Die Achsen der Federschraube 60 und der Fixierschraube 70 sind vertikal, d. h. parallel zur Längsachse 50, und parallel zueinander ausgerichtet. Beide Schrauben 60 und 70 sind über eine Öffnung im Montageflansch 21 zugänglich. Diese
Zugänglichkeit bleibt auch dann gewahrt, wenn das Mastaufsatzstück 100 bereits auf einem Leuchtenmast montiert ist. Eine im oberen, zweiten Teil 20 angeordnete Kabeldurchführung ist mit 80 bezeichnet. Die Kabeldurchführung 80 dient auch der Abdichtung und Zugentlastung an einem durchgeführten Elektrokabel. Mit 142 sind zwei Gewindeeinsätze im Abschnitt 13 des ersten Teils 10 für
Befestigungsschrauben bezeichnet.
Fig. 4 zeigt das Mastaufsatzstück 100 in einer Schnittansicht gemäß dem in Fig. 3 angegebenen Schnittverlauf B-B. Dieser Darstellung ist sehr anschaulich zu entnehmen, wie die Rastkugel 61 in eine korrespondierende Rastausnehmung 161 am stirnseitigen, bogenförmig ausgebildeten Ende 16 des Fortsatzes 11 eingreift, wobei die gezeigte Rastposition eine neutrale Schwenkposition repräsentiert.
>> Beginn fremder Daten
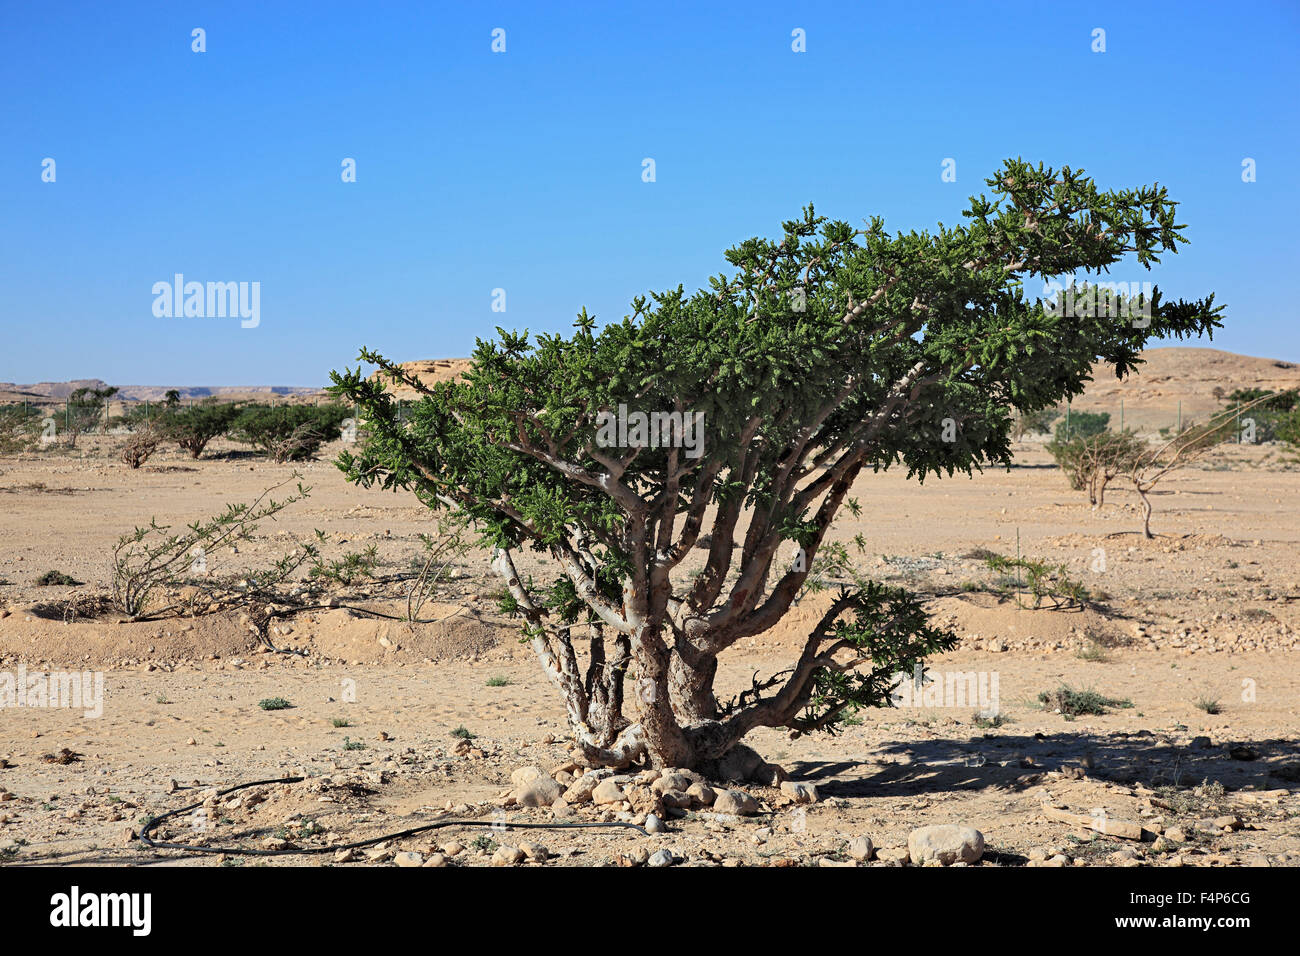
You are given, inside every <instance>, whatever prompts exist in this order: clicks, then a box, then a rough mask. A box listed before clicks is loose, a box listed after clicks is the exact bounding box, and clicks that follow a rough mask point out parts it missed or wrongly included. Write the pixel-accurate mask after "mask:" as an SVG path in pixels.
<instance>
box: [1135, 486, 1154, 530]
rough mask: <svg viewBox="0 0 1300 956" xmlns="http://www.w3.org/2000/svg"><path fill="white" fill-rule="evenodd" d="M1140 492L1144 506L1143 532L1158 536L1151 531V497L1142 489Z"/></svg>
mask: <svg viewBox="0 0 1300 956" xmlns="http://www.w3.org/2000/svg"><path fill="white" fill-rule="evenodd" d="M1138 494H1139V497H1141V506H1143V515H1141V533H1143V535H1145V536H1147V537H1149V538H1151V537H1156V536H1154V535H1152V533H1151V498H1148V497H1147V493H1145V492H1143V490H1140V489H1139V492H1138Z"/></svg>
Die rechts- und linksseitigen Rastausnehmungen ermöglichen eine Verschwenkung in 5°-Schritten. Die mögliche Schwenkbewegung des oberen, zweiten Teils 20 relativ zum unteren, ersten Teil 10 wird durch das Anschlagen des Schürzenrandes 23 am Fortsatz 11 begrenzt.
Alternativ zu dem in den Figuren dargestellten Ausführungsbeispiel können die Schrauben 60 und 70 am unteren, ersten Teil 10 und die korrespondierenden Rastausnehmungen 161 und Einkerbungen 171 am zweiten, oberen Teil angeordnet werden. Diese Ausführungsmöglichkeit ist ebenfalls Bestandteil der Erfindung.